Ruth Lor Malloy is, among many other things, a former staff person of Canadian Friends Service Committee. Her life, full of justice and peace work, may inspire you. Her new book shares her story as a Chinese-Canadian who’s found Quakerism helpful in her struggle against racism. Ruth, 91, was awarded an honorary doctorate by York University earlier this year for her “tireless efforts to combat discrimination and promote equality in Canada and beyond.”
The following is a brief extract from Ruth’s new memoir Brightening My Corner: A Memoir of Dreams Fulfilled.
I worked for almost two years in the 1960s as a volunteer for the American Friends Service Committee sponsored Conferences and Seminars Program in Asia.
I helped arrange one of the diplomats’ conferences too. Its main purpose was to create an atmosphere where people who differed politically, religiously, and culturally could grow to understand and appreciate each other. We provided a neutral setting so they could discuss their differences as humans rather than as mouthpieces for their governments. Discussions were informal and everything was “off the record.” Each government covered the expenses of its own diplomats because countries felt their participation was important. We hoped the diplomats would get together and solve mutual problems and convince their governments to do likewise.

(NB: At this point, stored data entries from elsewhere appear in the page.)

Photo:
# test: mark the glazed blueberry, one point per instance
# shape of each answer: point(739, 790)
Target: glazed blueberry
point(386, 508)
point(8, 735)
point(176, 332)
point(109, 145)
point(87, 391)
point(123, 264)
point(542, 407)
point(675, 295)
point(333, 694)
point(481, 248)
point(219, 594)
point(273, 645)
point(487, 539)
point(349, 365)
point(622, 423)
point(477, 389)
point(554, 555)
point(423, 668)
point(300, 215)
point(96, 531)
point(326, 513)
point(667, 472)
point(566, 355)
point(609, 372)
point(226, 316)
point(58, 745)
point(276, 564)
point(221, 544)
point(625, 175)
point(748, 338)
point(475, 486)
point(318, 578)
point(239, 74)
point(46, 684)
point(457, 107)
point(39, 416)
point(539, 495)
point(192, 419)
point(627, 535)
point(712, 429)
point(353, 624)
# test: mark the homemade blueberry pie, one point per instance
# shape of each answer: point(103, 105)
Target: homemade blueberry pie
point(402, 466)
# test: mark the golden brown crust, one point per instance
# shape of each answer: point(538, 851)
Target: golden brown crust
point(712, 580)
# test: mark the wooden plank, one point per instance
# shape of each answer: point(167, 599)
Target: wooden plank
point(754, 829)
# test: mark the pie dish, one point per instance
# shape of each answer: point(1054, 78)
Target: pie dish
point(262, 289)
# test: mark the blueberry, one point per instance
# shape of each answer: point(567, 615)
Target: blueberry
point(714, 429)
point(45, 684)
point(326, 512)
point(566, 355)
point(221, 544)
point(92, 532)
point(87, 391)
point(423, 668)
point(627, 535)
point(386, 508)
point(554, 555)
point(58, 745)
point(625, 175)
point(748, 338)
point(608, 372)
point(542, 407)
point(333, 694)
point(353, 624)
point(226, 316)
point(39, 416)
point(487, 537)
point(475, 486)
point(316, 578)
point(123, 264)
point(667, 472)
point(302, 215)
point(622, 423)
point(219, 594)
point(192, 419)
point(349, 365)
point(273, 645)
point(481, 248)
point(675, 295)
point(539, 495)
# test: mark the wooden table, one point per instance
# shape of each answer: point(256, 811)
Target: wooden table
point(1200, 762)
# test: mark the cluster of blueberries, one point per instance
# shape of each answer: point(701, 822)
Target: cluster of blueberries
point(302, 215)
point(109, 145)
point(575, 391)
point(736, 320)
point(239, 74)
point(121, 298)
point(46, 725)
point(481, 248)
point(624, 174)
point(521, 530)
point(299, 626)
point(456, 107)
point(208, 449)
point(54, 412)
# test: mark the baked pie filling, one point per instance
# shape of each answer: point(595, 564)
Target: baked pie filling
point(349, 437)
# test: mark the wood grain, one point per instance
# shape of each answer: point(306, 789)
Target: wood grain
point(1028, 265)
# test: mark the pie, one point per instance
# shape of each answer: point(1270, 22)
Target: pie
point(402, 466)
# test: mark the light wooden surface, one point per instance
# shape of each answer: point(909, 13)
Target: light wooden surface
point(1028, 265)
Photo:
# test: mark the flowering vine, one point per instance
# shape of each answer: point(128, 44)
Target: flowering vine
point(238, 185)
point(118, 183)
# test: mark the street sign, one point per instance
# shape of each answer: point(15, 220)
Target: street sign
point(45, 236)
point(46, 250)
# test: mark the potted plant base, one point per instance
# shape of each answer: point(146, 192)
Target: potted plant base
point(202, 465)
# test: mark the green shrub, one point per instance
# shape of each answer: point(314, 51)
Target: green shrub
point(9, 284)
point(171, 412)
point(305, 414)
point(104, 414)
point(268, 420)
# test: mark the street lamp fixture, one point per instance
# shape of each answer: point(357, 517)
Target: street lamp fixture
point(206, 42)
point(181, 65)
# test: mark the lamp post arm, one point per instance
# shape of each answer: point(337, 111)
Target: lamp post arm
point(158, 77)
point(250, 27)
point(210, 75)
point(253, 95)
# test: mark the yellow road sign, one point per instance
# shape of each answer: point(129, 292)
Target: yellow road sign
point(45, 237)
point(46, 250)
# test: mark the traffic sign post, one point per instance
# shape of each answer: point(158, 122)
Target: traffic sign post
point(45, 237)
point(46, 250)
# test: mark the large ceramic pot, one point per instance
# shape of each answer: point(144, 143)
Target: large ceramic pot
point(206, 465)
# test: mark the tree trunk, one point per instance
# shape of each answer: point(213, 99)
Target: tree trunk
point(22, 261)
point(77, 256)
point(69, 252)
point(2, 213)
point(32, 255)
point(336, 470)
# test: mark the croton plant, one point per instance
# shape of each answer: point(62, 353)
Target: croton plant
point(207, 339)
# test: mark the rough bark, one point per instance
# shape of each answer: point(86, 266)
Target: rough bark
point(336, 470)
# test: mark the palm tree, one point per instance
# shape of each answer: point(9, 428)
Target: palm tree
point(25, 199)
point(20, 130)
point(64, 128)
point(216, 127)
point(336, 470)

Our Indonesian conference was with medium-ranking diplomats at a mountain resort. We had counsellors and secretaries from 24 countries, both east and west, including the U.S. and the Soviet Union. They came together for ten days to discuss subjects like co-existence, technical aid, and the prospects for international law. Our speakers included university professors and government leaders. For two of our meetings, we had Dr. Han Suyin, author of A Many-Splendoured Thing. Her pro-Communist China views stimulated much discussion.
Did the conferences help overcome any major conflicts? I don’t know, but it was gratifying to hear a socialist diplomat joke afterwards to a western one, “Before the conference, you were my enemy,” he said. “Now you are my friendly enemy.”

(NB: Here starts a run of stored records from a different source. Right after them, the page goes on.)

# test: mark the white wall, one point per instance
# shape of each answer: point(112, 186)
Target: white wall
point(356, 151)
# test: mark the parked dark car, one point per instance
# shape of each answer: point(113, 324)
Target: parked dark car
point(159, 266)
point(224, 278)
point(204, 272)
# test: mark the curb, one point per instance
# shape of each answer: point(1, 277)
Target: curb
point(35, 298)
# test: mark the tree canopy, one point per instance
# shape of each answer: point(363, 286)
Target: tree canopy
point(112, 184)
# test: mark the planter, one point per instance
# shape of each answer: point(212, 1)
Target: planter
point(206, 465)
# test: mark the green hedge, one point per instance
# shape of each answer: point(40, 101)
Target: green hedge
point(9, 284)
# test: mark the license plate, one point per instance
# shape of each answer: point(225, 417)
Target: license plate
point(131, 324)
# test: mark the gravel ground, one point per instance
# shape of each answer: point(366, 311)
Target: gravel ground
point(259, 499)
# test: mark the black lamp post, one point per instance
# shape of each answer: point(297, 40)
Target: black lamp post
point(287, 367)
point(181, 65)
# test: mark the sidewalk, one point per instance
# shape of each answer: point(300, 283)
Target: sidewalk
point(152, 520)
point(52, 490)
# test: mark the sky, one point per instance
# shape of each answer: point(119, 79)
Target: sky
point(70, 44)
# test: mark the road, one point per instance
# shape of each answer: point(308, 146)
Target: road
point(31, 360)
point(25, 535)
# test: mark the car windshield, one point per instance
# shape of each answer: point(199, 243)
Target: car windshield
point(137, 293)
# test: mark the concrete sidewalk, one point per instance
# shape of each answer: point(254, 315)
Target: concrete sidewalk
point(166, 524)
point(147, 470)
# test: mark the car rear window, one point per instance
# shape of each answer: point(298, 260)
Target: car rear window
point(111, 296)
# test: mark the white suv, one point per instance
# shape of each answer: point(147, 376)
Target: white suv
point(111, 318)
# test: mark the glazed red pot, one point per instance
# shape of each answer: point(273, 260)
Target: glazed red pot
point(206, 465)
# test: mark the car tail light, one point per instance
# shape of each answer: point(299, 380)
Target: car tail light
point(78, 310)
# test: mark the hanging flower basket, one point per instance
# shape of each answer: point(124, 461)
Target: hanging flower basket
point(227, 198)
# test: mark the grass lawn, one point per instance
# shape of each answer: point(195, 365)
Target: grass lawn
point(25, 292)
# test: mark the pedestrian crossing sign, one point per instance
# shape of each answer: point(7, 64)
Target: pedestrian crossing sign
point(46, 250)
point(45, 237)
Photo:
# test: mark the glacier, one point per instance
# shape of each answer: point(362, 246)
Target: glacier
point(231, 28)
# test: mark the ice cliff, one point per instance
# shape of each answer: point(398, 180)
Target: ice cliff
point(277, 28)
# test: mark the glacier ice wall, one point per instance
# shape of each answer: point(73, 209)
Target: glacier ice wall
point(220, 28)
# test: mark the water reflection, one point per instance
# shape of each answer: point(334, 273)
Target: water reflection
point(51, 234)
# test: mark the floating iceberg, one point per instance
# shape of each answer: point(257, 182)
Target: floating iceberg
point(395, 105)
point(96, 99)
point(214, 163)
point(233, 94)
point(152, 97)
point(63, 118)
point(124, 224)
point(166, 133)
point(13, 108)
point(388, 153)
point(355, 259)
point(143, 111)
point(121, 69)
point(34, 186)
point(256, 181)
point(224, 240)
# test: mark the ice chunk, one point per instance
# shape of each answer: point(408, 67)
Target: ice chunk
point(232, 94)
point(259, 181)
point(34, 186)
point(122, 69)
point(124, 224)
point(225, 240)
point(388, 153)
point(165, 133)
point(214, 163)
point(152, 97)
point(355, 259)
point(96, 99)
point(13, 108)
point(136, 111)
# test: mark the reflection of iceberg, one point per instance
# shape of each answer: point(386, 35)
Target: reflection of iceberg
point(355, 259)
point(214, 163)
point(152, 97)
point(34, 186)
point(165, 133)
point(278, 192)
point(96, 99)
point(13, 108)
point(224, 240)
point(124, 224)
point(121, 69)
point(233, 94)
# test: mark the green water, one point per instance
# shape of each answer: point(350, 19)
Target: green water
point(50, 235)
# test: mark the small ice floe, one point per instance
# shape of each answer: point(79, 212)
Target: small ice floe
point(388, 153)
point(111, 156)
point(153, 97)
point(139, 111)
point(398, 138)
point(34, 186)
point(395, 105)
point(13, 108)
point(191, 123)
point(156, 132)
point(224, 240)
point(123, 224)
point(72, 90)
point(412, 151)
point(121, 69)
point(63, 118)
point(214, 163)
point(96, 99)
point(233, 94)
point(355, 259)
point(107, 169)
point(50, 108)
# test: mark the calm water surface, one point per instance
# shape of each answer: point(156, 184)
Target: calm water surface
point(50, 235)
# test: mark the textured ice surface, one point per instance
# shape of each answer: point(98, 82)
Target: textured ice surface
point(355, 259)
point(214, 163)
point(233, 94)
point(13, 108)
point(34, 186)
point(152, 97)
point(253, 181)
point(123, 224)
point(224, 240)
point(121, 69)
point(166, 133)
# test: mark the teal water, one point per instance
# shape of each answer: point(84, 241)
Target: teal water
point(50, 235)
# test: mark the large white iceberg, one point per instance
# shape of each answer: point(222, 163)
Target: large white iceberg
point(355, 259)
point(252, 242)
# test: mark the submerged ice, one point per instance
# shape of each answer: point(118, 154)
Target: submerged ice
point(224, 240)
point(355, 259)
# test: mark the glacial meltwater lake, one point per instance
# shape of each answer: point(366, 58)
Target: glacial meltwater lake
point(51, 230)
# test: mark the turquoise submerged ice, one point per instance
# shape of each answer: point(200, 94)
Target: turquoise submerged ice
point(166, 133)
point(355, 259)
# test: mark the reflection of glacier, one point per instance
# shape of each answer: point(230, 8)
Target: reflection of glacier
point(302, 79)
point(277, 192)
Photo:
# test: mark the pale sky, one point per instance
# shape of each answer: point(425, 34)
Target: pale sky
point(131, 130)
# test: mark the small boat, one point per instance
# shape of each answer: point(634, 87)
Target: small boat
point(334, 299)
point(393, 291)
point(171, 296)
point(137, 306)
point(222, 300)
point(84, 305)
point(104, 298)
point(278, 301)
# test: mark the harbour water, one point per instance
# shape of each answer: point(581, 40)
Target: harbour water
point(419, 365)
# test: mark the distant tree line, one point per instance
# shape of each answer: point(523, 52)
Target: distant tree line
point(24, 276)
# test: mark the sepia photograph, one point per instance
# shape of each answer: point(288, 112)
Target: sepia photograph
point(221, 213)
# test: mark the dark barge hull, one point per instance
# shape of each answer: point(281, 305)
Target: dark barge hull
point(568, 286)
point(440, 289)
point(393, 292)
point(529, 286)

The seminars with the younger people were more relaxed. They were basically like the one in Port Dickson. We hoped to make these future leaders aware that the problems in their own countries were similar to those in other countries in the region; for example, in much of Asia, the education system was geared towards examinations and memorization of facts, with not much creative thinking. We invited scholars, journalists, and government officials to lead discussions on the value of minority groups, the prospects for regional cooperation, and the problem of overpopulation. We usually included the conflict between western values and traditional ones like love marriages versus arranged marriages. We, the organizers, did not take sides.
The results were very satisfying. It was really great to see a Pakistani and an Indian sit down and discover they had something more in common than their mutual disagreement on the Kashmir issue. Unfortunately, the Kashmir dispute still exists to this day.
It was also encouraging for us to hear a Thai delegate admit that she had altered her traditional hatred of the Chinese because she found some Chinese she liked. One of the most dramatic moments came when a Japanese student admitted he had come to Southeast Asia to tell people there about the shame some Japanese young people felt about the Japanese aggression. At our seminar, he met an actual victim for the first time. Hiroshi was stunned when he realized that his countrymen had killed the father of his new Singaporean friend. All he could say was “I’m sorry. I’m sorry.” The young Singapore man tried to console him. “It wasn’t your fault,” he said kindly.
Alas, although some world problems, like the admission of mainland China to the United Nations and the wiping out of smallpox have been solved, many of the problems we discussed still exist today, but we must not give up trying.